Office of the Vice President for Global Communications

Friday, March 16, 2012

Regents approve $20.5M for major upgrades to Taubman Center

For more than 25 years, the A. Alfred Taubman Health Care Center on the medical campus has drawn patients from around the state and the world, for outpatient visits with some of the nation's top specialists in a broad range of diseases.

Now the U-M Health System will invest $20.5 million in making it an even finer destination.
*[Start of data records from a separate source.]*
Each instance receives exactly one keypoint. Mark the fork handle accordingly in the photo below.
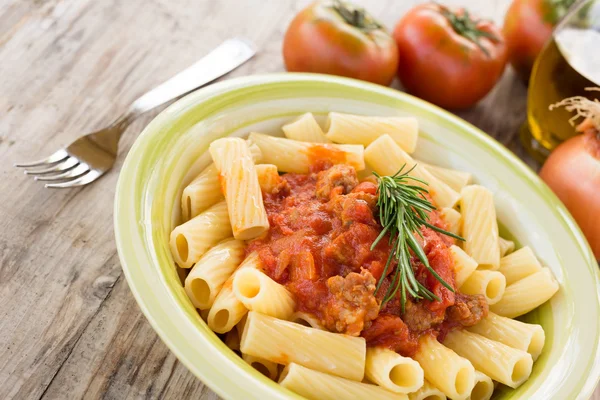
(228, 56)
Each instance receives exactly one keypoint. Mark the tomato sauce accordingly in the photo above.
(322, 226)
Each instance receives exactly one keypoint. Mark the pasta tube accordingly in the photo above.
(500, 362)
(454, 178)
(449, 372)
(315, 385)
(427, 392)
(333, 353)
(484, 387)
(265, 367)
(205, 190)
(513, 333)
(207, 277)
(192, 239)
(239, 183)
(298, 157)
(392, 371)
(519, 265)
(506, 246)
(232, 340)
(526, 294)
(453, 220)
(262, 294)
(360, 129)
(305, 129)
(491, 284)
(480, 228)
(463, 265)
(227, 310)
(386, 158)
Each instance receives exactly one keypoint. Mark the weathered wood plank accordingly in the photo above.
(69, 327)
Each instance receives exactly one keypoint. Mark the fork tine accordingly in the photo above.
(73, 173)
(65, 165)
(82, 180)
(54, 158)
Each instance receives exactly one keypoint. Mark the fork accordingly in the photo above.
(92, 155)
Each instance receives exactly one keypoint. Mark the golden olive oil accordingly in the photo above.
(569, 63)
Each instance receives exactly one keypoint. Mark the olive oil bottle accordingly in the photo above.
(568, 64)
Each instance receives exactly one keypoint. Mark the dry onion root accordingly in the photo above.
(573, 169)
(584, 108)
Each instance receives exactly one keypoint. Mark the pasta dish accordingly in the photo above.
(338, 265)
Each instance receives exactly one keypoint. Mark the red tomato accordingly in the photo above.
(448, 57)
(339, 39)
(527, 27)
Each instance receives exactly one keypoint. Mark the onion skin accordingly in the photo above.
(573, 172)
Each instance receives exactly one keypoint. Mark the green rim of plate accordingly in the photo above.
(142, 239)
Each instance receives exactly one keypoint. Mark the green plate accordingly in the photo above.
(172, 150)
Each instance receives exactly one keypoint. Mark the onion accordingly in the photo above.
(573, 172)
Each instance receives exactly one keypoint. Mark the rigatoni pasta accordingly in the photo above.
(427, 392)
(484, 387)
(205, 190)
(500, 362)
(259, 293)
(392, 371)
(239, 183)
(454, 178)
(227, 310)
(519, 265)
(387, 158)
(359, 129)
(270, 338)
(265, 367)
(449, 372)
(516, 334)
(453, 220)
(491, 284)
(207, 277)
(192, 239)
(506, 246)
(315, 385)
(314, 286)
(526, 294)
(480, 228)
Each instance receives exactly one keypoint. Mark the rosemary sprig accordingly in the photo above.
(403, 209)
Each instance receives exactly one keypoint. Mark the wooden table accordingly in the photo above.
(69, 326)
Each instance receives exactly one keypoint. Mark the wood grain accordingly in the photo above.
(69, 327)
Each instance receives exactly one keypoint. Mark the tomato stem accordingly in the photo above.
(556, 10)
(355, 16)
(466, 26)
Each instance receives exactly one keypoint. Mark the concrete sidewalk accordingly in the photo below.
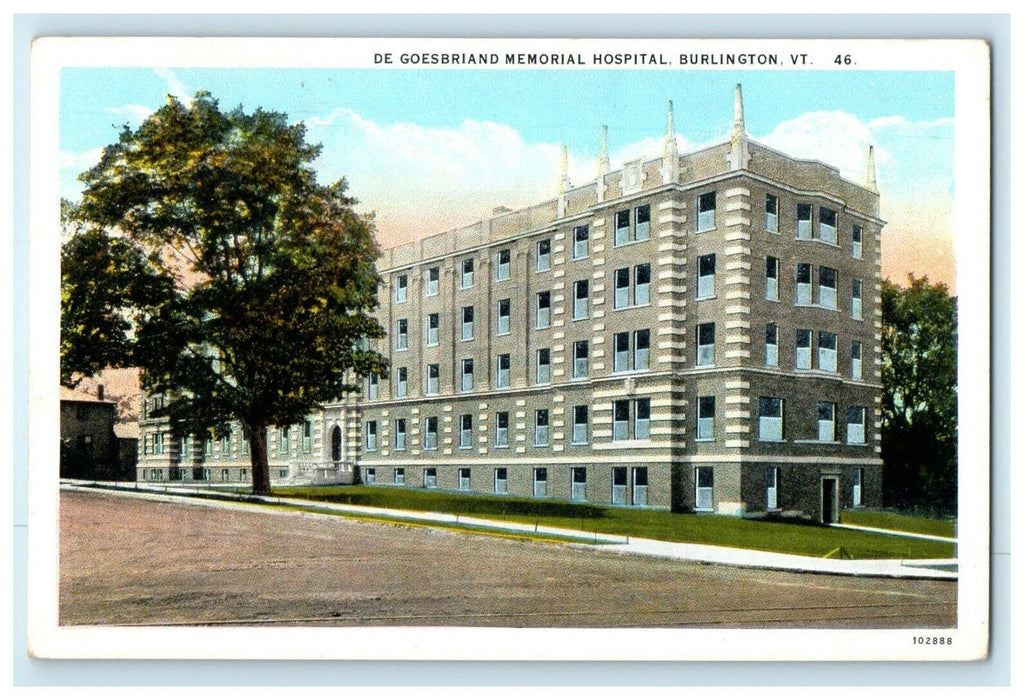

The Board of Regents on Thursday approved two projects that will renovate, reorganize and revitalize the Taubman Center, and add to the range of services offered there.

By the end of next summer, it will feature a new outpatient clinic for the Transplant Center; a non-cancer infusion clinic; expanded or renovated space for other specialties including internal medicine, neurology, neurosurgery and otolaryngology; and a larger pharmacy also offering medical supplies.

"As we seek to provide the ideal experience for our ever-growing number of adult outpatients, these changes will increase efficiency and make the Taubman Center an even more desirable place to receive care," says Jeanne Rizzo, executive director of ambulatory care services for UMHS.

She notes that 1.6 million adult outpatient visits took place at the Health System's 40 ambulatory care locations last year, and that demand for that is rising around 3 percent a year. The new projects, and a recently announced health center in Northville that will open in 2014, will help meet that demand.

Opened in 1986 at the same time as University Hospital, the Taubman Center bears the name of A. Alfred Taubman, a retail pioneer and U-M's largest donor. Until last December, it was home to clinics for all types of patients, from infants to seniors.

But when the new facility housing the C.S. Mott Children's Hospital and Von Voigtlander Women's Hospital opened, outpatient clinics for women, newborns and children moved there — opening up nearly 30,000 square feet in Taubman.

In one of two projects approved by the regents, the south end of the first floor of the Taubman Center will be converted to a multidisciplinary Transplant Center clinic. This will provide one-stop access to specialized care for patients who are waiting for or have received an organ transplant at UMHS.

Also new will be an outpatient infusion area, specifically for transplant recipients and other patients who have diseases other than cancer that can be treated with intravenous medications. This will be the third such clinic opened by UMHS to help meet rising demand for such care.

The project also will expand the pharmacy and move it to the center of the first floor, making it more convenient for both outpatients and for inpatients being discharged from either hospital.

There, the Department of Pharmacy Services will continue to offer specialized compounding pharmacy services, and medications not offered by most community retail pharmacies, and will add a selection of medical supplies and equipment for sale through Home Care Services.

For patients with ear, nose and throat conditions, the newly remodeled first floor will include an expanded clinic and access to hearing aid services. The neurology clinic also will be expanded and renovated, as will the neurosurgery clinic one level above. And a new area will be created just for patients who are scheduled for surgery, giving them a place to check in and receive final tests or preparation.

That first project, with a total cost of $13 million, will be designed by the architectural firm of Harley Ellis Devereaux.

The second project approved is a $7.5 million effort to renovate and redesign 27,500 square feet on the third floor of the Taubman Center, with the help of the architectural firm of Niagara Murano.

There, the many clinics run by the Department of Internal Medicine will receive their first renovation since the building opened, to improve the patient experience and the efficiency of clinic operations. This includes clinics for gastroenterology, general medicine, pulmonary medicine, nephrology, infectious diseases and overseas travel, medical genetics, and rheumatology.

"Our goals of strategic growth, improved access and fiscal responsibility all mesh well in these two projects, and the result will be better service in a better environment for our patients," Rizzo says.